John Turberville Needham dedicated himself to the Roman Catholic religion and was ordained in 1738. Much of his life thereafter, however, was devoted to the natural sciences. Stimulated by his readings of 'animacules', the term for microbes at that time, he studied in London and Paris from 1746 to 1749. Needham became a vocal proponent of the theories of spontaneous generation (life arising from inorganic matter) and vitalism (life operating outside the laws of chemistry and physics).

Needham performed experiments on spontaneous generation in mutton broth and hay infusions. To see if organisms came from the outside or were generated from within the fluid, he heated flasks of broth and then corked them tightly. Needham's observations of the appearance of microorganisms shortly after the fluid cooled were taken as evidence supportive of spontaneous generation. He published his observations and interpretations in 1748 in a work entitled Observations upon the Generation, Composition, and Decomposition of Animal and Vegetable Substances. However, performance of more careful experiments by the Italian biologist Lazzaro Spallanzani (1729-1799) and French biologist, astronomer, and mathematician Pierre-Louis Moreau de Maupertuis (1698-1759), helped refute the theory of spontaneous generation.
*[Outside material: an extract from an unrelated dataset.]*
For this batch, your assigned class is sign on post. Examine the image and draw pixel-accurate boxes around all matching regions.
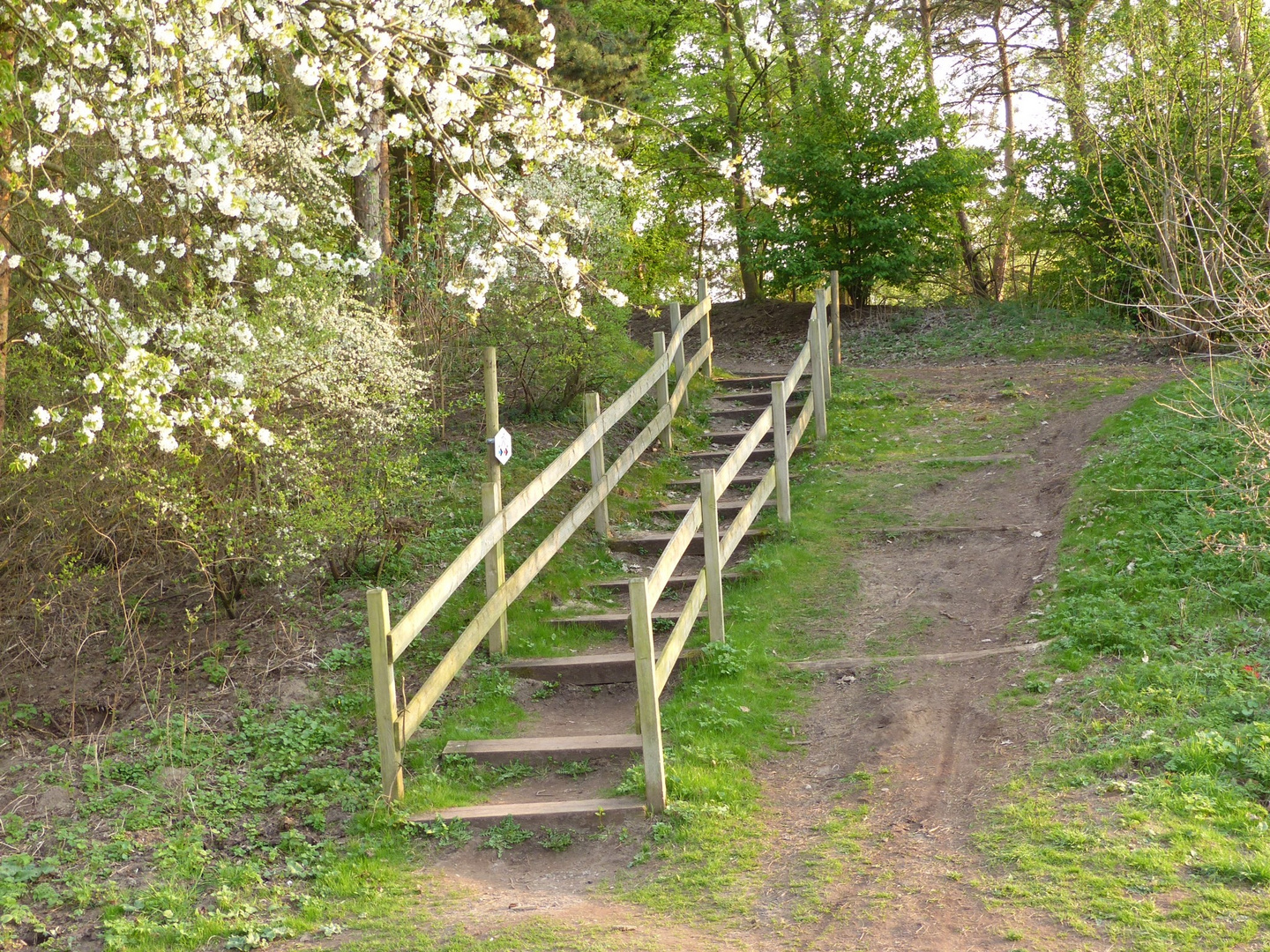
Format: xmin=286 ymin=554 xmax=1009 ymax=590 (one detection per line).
xmin=490 ymin=427 xmax=512 ymax=465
Maupertuis and Spallanzani ensured in similar experiments that the boiling process was complete, thereby eliminating all the microorganisms initially present in the flask. Maupertuis' observations were published in 1751, as Systême de la nature.

In 1767, Needham retired to the English seminary at Paris to pursue his scientific passions. He continued to serve as the director of the Imperial Academy in Brussels until the year before his death in 1781.